La CFTC rejette à la fois une protection sociale "tout État" et une protection sociale "tout libéralisme". La célébration du 50° anniversaire de la sécurité sociale en 1995 doit être l'occasion de réaffirmer la place, le rôle et les missions des différents partenaires impliqués dans le dispositif de protection sociale.
La CFTC veut "jouer un rôle charnière" dans le monde syndical
Paris, 5 janvier (AFP). – Le président de la CFTC, Alain Deleu, a estimé jeudi que sa confédération "peut jouer un rôle charnière dans le monde syndical" l'emploi et la protection sociale, afin d'aboutir à "un engagement partenarial" patronat-syndicats sur ces deux thèmes.
"Il s'agit de trouver une position charnière, car les salariés ne peuvent pas comprendre que les syndicats puissent se diviser longtemps" sur ces sujets, a-t-il déclaré en présentant ses vœux à la presse.
M. Deleu a préconisé que les contacts bilatéraux avec le CNPF el le gouvernement soient suivis d'une table ronde générale. Il a en effet précisé préférer "au secret des débats bilatéraux la clarté des débats publics".
Le président de la CFTC s'est félicité que "l'idée d'un contrat pour l'emploi ait fait son chemin". Évoquant l'arbitrage emploi-salaires, il a jugé "réaliste", avec le retour de la croissance de "reprendre le chemin des discussions salariales". "Celui qui parle d'emploi en baissant les salaires alors qu'il licencie n'est pas crédible", a-t-il lancé.

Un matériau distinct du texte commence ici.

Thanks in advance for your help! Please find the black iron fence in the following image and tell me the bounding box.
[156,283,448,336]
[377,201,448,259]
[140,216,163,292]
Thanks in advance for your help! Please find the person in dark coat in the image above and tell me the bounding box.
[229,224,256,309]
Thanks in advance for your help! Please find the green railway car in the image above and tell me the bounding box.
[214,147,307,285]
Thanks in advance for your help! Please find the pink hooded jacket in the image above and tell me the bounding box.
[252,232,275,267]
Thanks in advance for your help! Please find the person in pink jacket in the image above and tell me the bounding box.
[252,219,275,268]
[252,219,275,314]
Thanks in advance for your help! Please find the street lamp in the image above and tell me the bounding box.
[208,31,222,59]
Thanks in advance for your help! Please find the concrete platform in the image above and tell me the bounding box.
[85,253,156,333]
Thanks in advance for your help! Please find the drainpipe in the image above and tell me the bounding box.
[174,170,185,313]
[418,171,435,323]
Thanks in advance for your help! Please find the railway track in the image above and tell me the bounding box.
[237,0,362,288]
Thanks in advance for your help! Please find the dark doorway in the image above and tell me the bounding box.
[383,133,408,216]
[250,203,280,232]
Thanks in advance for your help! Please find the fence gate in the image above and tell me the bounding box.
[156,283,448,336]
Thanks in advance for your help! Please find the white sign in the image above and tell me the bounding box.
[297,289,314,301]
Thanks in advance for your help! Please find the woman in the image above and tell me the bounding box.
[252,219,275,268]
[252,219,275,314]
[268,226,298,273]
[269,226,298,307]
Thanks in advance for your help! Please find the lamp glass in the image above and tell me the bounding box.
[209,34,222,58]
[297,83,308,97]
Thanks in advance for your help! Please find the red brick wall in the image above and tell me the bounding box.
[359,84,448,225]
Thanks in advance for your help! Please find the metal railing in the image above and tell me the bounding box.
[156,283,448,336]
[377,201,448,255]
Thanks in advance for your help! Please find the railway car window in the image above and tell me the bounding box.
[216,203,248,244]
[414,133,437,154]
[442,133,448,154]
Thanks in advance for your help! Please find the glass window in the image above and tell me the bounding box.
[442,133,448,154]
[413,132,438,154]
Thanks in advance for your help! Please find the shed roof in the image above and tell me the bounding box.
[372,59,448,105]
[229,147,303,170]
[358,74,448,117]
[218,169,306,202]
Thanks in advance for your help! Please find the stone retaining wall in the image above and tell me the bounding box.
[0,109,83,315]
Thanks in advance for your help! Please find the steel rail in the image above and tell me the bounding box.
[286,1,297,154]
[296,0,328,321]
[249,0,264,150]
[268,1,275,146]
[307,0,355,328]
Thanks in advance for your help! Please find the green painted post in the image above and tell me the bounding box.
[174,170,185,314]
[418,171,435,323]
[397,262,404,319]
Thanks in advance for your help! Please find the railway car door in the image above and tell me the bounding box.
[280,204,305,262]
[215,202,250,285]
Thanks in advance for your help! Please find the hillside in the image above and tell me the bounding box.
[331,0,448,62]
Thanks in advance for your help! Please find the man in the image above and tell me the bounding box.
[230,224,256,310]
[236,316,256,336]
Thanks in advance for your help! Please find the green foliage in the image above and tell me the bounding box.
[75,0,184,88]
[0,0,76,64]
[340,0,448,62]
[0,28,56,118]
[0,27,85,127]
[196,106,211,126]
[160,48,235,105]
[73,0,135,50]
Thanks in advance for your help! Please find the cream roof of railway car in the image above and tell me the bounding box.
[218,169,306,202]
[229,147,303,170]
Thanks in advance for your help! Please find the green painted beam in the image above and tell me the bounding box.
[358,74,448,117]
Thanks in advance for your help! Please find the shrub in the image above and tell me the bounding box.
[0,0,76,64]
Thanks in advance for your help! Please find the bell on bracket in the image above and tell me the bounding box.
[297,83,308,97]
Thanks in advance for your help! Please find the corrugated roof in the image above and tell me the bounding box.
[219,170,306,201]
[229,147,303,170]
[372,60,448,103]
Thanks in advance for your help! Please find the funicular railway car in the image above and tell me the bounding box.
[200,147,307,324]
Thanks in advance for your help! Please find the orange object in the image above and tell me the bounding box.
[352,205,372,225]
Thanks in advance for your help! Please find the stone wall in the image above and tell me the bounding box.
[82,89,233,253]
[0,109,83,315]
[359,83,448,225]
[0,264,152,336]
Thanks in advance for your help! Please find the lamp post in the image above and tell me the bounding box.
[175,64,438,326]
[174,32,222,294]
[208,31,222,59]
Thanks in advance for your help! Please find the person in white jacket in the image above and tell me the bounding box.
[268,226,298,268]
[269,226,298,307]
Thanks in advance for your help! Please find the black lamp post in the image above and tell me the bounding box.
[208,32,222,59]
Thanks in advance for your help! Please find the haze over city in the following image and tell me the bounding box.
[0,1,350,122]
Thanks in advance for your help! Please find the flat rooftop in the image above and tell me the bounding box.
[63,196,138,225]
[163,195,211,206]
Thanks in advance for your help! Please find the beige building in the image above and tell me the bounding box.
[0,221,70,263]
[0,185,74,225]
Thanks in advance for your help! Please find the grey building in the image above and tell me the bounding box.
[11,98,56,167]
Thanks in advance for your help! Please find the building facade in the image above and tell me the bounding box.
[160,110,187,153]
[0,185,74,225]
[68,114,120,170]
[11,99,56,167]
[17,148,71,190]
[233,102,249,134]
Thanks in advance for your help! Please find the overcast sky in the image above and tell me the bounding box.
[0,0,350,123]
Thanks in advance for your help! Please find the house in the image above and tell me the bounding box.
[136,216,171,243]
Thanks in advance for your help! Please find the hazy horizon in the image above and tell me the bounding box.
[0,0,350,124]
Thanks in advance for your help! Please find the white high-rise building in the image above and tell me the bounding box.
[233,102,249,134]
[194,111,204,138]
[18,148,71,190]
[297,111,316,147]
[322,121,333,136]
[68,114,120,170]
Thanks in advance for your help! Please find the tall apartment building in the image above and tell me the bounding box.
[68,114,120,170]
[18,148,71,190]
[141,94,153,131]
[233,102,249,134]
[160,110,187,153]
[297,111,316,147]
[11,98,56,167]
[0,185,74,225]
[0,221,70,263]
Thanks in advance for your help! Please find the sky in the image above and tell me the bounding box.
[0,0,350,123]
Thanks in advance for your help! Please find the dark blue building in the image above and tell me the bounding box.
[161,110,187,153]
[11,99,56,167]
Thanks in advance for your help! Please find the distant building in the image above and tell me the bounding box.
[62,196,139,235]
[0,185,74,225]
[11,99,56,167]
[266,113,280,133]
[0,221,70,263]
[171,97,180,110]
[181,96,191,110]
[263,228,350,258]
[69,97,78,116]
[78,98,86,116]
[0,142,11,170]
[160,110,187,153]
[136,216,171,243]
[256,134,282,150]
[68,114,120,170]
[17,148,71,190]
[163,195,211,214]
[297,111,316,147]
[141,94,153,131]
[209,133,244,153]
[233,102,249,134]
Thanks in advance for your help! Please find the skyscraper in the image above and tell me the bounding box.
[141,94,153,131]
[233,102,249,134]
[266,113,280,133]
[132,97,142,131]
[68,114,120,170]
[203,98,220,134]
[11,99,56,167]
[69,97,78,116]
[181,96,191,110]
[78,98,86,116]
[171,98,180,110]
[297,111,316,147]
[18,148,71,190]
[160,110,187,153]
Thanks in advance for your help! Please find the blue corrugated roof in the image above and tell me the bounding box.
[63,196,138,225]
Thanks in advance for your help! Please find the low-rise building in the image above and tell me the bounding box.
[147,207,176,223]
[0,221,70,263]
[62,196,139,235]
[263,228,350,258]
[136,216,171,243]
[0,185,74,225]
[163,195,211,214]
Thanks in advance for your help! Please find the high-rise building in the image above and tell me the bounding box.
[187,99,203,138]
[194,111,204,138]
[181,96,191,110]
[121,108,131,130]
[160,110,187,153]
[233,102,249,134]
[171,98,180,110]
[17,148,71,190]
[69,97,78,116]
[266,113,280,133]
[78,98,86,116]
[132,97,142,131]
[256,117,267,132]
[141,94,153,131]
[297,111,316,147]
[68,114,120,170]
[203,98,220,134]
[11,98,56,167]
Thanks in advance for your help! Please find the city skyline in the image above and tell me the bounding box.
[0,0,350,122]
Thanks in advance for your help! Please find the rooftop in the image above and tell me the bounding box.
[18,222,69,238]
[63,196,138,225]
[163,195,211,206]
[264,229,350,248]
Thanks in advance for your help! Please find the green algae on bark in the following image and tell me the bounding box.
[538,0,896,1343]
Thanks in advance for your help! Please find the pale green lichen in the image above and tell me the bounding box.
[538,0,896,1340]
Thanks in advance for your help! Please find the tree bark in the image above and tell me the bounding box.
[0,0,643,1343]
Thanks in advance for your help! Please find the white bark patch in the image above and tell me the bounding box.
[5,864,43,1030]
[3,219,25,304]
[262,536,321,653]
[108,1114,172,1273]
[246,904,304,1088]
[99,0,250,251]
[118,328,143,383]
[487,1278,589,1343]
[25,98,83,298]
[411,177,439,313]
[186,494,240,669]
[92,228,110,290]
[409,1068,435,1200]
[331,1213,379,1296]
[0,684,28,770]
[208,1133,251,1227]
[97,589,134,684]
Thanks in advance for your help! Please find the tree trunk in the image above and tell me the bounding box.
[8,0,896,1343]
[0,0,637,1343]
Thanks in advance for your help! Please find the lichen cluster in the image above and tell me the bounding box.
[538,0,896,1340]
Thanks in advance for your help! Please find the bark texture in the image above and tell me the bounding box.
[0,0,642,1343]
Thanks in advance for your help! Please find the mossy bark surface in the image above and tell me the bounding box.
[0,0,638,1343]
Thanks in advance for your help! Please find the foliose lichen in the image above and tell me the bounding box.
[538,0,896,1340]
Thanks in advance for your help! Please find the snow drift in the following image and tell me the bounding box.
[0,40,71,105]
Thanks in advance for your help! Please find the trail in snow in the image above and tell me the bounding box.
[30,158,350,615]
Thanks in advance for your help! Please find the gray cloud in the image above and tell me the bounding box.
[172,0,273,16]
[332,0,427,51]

M. Deleu a proposé par ailleurs de "regarder de plus près" la situation financière de l'UNEDIC, plus favorable que prévu, et "d'aller plus loin peut-être dans la politique active pour l'emploi" car, a-t-il souligné, "la réduction du niveau des prestations a entraîné un transfert sur des régimes d'assistance, notamment le RMI".
En matière de protection sociale, la CFTC a qualifié le Livre blanc de "base intéressante" de discussion. Évoquant le blocage des négociations sur les honoraires médicaux, il a "regretté que le gouvernement et le CNPF aient posé des problèmes dans cette négociation" tout en précisant "comprendre les arguments".
"Il est vrai qu'afficher une deuxième hausse de 5 % des honoraires fait beaucoup vis-à-vis de salariés qui se battent pour des augmentations de 2 %" a-t-il reconnu. Mais il faut "respecter le contrat" vis-à-vis des médecins en outre "on ne peut vouloir réduire l'importance du secteur 2 (à honoraires libres) sans revaroliser les honoraires" a-t-il dit.
Dans le domaine de la formation professionnelle, la CFTC a obtenu du CNPF la constitution d'un groupe de travail qui "procédera à un examen précis des dispositifs d'insertion des jeunes". Si ce groupe débouchait sur l'ouverture de négociations, la CFTC pourrait éventuellement revenir sur son refus de signer l'accord patronat-syndicats de juillet dernier sur la formation.